If we listen to what everyone has been saying [about tightening class-of-service policies]--and it's all real because we see the numbers--it means all our aircraft should be coach cabin, and I know darn well that no individual wants that. There's the corporation and then here's the traveler--and some of you are both--and the corporate challenge is on price. It's a very slippery slope. Thank God we can't get to Boeing and change the configuration, and get our maintenance guys to strip out B777 first class and business class seating and make it all coach and snug in another 100 people, so you'd feel really refreshed after you get over there after 10 hours to do some business. In my company, if I were running it, maybe I'd send one instead of two guys and still have that business meeting. The easiest thing to manage is the price first. And that is the slippery slope. You become less valuable if there are no business- and first-class buyers. The equipment out there isn't going to change. The capital expense is not going to go away. Maybe some of the carriers will. Maybe some of the programs will. So you have to be careful during this crisis. If it stays really long, maybe you end up with a no-frills airline product. I doubt that, because the people who really travel a lot will fight that. But if we were building airplanes right now, based on what you tell us, everyone wants coach and wants to eat their knees for 10 hours, and I do not think that's really what you want.
There are a lot of fare sales going on. What are the spot-buy sourcing opportunities?
I think spot buying is actually very dangerous and detrimental to any real program you have in place. You lose the data, you lose the information, you lose on security issues and communication issues, and you lose your share commitment. Keep in mind, the airlines are doing different things to stimulate business because it is becoming necessary, and that makes the corporate programs less attractive. So if we can do that on the $17 billion of revenue for the airline, then these programs become collectively less important. So we have to figure out how to show value--all of us--and deliver what we are committing to. So going outside the program, which I call leakage, and going to lowest logical fares outside of preferreds and really tearing the walls down and letting that occur is like taking a hit of heroin. You'll become addicted and then die eventually.
Has there been more demand for soft-dollar benefits like upgrades and elite-level frequent flyer status matching?

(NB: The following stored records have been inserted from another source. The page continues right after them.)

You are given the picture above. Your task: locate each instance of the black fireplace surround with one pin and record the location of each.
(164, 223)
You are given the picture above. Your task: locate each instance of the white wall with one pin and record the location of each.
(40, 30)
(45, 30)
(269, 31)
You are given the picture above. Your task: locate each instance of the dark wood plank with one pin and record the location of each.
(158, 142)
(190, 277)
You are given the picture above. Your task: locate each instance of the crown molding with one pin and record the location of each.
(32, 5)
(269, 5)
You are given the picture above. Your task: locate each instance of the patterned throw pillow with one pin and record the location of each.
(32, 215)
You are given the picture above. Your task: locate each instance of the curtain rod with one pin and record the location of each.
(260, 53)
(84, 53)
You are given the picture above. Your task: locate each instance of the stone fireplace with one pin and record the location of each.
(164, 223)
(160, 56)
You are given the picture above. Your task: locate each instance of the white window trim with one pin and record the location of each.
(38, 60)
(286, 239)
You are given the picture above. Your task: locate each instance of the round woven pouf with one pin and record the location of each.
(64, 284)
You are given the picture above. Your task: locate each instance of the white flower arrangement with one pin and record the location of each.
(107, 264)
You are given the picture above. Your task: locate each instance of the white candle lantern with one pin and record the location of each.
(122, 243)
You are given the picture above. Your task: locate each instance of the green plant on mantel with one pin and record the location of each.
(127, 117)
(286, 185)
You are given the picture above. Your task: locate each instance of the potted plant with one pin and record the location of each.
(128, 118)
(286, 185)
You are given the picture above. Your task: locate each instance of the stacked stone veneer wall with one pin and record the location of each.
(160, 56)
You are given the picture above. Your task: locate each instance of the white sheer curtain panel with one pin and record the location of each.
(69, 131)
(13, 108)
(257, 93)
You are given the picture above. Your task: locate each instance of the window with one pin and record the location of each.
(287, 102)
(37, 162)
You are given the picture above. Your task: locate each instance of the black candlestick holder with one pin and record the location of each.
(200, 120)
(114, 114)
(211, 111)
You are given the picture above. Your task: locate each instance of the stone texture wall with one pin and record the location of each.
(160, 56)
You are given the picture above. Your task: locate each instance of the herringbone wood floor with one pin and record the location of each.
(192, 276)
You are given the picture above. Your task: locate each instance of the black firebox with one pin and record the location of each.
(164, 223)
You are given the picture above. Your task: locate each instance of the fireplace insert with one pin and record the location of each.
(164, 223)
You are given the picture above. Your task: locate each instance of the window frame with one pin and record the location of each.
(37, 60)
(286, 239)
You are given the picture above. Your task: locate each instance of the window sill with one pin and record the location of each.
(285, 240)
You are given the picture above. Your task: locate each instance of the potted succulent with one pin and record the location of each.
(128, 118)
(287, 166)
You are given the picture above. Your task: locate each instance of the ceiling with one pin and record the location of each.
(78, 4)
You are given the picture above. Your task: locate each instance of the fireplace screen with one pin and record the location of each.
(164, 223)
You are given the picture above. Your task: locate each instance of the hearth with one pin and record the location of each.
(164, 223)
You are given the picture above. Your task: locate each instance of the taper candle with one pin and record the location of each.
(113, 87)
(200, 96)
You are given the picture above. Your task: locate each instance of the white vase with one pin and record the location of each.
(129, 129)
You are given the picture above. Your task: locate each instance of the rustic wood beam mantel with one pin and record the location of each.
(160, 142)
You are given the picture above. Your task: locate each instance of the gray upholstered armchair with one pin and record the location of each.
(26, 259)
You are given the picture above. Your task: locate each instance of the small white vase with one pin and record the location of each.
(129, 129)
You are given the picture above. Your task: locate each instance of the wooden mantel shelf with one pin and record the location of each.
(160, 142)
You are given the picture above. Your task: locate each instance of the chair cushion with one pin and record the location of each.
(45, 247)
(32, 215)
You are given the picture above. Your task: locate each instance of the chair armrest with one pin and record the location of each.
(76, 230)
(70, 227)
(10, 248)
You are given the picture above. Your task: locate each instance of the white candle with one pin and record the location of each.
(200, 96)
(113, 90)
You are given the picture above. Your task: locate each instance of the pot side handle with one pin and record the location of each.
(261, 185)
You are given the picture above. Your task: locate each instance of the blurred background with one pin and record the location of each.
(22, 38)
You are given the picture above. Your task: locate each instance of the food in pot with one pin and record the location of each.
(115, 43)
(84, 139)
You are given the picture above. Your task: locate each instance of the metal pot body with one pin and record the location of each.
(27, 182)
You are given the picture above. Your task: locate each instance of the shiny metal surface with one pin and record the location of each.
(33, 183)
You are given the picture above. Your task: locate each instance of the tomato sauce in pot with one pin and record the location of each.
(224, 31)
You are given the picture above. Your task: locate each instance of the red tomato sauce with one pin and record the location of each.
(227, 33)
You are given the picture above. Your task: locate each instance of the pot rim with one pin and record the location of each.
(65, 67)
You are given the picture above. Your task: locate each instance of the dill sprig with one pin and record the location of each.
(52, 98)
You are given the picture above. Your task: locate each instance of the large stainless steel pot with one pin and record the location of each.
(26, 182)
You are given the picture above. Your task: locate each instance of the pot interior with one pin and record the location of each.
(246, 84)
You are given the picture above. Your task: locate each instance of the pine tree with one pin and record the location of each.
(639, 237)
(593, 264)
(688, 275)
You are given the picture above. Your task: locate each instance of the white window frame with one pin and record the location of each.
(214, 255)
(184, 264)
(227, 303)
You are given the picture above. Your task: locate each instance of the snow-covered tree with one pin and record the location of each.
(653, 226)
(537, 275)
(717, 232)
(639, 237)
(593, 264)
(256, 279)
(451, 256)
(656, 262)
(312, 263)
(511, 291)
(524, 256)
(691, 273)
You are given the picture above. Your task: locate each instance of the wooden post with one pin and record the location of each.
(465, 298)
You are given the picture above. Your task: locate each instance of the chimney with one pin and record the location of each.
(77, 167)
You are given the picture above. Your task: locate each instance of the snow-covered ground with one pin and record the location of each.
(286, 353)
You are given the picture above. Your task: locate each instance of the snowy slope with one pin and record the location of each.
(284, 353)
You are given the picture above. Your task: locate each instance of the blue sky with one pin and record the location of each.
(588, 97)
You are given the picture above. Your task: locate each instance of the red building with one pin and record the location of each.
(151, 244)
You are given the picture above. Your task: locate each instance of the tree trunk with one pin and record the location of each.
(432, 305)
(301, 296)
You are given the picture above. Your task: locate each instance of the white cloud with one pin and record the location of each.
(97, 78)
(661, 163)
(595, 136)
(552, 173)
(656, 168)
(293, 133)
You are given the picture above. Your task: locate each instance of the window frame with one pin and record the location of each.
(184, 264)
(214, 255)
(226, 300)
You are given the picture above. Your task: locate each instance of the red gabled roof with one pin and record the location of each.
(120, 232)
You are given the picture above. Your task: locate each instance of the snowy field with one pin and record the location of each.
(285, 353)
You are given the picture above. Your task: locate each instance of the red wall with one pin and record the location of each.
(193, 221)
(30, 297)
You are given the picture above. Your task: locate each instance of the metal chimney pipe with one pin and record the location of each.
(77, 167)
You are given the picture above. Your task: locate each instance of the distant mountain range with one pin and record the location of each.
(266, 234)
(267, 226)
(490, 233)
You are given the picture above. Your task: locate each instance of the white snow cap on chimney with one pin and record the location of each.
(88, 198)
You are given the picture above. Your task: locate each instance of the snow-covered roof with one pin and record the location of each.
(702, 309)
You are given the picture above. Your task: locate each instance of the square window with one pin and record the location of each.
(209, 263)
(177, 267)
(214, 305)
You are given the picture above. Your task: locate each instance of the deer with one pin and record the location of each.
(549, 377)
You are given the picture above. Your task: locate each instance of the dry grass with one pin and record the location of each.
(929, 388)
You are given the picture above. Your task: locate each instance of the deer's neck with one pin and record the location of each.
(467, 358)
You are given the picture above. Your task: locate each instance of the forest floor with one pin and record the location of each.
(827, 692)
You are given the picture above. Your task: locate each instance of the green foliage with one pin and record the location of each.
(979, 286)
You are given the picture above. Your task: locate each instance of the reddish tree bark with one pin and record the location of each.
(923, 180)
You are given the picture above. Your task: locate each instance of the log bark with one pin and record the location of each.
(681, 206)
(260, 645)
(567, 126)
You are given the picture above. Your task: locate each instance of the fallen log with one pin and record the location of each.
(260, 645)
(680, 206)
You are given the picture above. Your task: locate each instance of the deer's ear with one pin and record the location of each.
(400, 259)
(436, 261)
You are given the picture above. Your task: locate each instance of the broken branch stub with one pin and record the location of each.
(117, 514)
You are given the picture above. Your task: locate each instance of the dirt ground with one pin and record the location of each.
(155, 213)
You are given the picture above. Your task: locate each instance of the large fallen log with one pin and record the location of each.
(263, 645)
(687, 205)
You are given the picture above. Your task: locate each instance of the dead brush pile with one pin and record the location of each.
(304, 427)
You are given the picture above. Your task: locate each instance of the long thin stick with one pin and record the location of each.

So, do you mean how much more can we give away? (Laughter) The program is set up so the membership becomes more valuable. If you are AAdvantage Gold or above, you don't have to pay a lot of the different fees [on checked baggage, etc.]. And the fee thing is kind of interesting. If you take it out of our industry, we pay fees without even blinking for services that you incur anywhere else in business. Our business has been pretty immature in getting to business principles. The revenue streams are well-enjoyed for whatever people want to buy, whether it is three beers or a checked bag. People have learned to pack better. We actually have programs where our inflight crews will come out and teach you how to pack like a flight attendant. But if you need the service, you pay for the service, whether it be checked bags, etc. Maybe we need to figure out how to bundle or unbundle certain things for buyers. But it is a revenue stream we are going to keep going with. It looks like people are paying. It doesn't mean they like paying for something that they didn't have to pay for before, but we have not had that much pushback.